A conjugação da sociedade do conhecimento com a lógica abstrata da mercadoria7 parece nítida, como mostra com grande ênfase Aronowitz em sua obra sobre "a fábrica do conhecimento". Analisando as universidades norte-americanas, deplora que tenham abandonado praticamente seu mandato educativo e social, para restringir-se ao atrelamento capitalista, perfazendo o pano de fundo da competitividade sem limites8. A criatividade acadêmica estaria em grande parte aprisionada pelo mercado, provocando forte seletividade nos cursos, em desfavor de compromissos históricos com os interesses coletivos da humanidade. Com efeito, o conhecimento mais inovador é provocado pelo mercado, que necessita do ímpeto desconstrutivo do conhecimento, particularmente do conhecimento dito pós-moderno, colocando a inovação mercantilizada como razão maior de ser. Neste sentido, ao falarmos de sociedade da informação ou do conhecimento é fundamental não perder de vista seu contexto econômico, para não supervalorizarmos o aspecto tecnológico, como se a face do progresso fosse a única.

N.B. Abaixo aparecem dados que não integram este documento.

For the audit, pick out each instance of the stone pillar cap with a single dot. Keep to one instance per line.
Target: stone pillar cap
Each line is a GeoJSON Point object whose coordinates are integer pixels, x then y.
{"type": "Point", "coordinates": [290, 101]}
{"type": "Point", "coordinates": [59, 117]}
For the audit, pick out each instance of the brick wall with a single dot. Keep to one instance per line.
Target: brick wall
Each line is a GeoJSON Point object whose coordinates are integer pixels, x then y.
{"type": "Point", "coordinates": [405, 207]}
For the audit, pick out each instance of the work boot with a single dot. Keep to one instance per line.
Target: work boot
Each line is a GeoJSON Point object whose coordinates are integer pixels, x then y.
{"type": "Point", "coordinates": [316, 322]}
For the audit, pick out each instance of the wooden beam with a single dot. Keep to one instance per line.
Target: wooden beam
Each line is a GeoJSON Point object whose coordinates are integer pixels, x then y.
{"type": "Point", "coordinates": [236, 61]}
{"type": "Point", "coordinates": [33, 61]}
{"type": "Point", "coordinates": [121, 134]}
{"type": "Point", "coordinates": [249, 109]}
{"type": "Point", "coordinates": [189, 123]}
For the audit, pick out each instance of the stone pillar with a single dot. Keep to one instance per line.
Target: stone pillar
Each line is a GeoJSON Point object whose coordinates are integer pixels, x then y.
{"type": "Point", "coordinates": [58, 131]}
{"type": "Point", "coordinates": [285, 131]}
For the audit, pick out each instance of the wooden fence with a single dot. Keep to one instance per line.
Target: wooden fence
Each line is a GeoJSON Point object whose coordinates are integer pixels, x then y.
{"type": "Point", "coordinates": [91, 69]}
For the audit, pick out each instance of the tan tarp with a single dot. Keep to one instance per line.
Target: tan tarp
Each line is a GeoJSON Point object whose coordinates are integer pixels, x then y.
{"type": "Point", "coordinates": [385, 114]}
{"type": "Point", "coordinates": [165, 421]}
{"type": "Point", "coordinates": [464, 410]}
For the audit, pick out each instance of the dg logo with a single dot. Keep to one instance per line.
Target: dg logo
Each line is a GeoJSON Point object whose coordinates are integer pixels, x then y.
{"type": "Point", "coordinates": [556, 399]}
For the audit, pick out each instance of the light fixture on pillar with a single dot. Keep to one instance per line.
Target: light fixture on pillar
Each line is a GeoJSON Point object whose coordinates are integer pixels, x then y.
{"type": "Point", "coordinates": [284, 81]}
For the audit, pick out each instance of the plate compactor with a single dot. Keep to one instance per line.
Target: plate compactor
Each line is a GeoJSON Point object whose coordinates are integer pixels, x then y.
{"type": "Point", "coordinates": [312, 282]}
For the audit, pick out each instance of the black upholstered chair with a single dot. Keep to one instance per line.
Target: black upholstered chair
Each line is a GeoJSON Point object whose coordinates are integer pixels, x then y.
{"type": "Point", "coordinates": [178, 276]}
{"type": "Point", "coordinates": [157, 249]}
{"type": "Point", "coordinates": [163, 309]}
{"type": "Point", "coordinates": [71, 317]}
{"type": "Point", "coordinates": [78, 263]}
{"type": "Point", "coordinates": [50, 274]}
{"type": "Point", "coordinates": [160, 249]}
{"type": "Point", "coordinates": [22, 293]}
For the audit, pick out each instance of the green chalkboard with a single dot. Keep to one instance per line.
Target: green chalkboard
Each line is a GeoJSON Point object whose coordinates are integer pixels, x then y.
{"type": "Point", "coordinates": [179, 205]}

Trata-se de novo e sempre no capitalismo de progresso unilateral, extremamente concentrador de renda e poder, como se pode averiguar das grandes fusões de empresas, cujo resultado notável é poder eximir-se, na prática, das "regras" do mercado. Como aponta De Landa, trata-se de um "antimercado", porque se torna dono dele9. Apenas as pequenas e médias empresas se submetem, por exemplo, à competição capaz de favorecer ao consumidor, enquanto as grandes literalmente "fazem" os preços. Não por acaso, a grande empresa tem peso residual na produção do emprego.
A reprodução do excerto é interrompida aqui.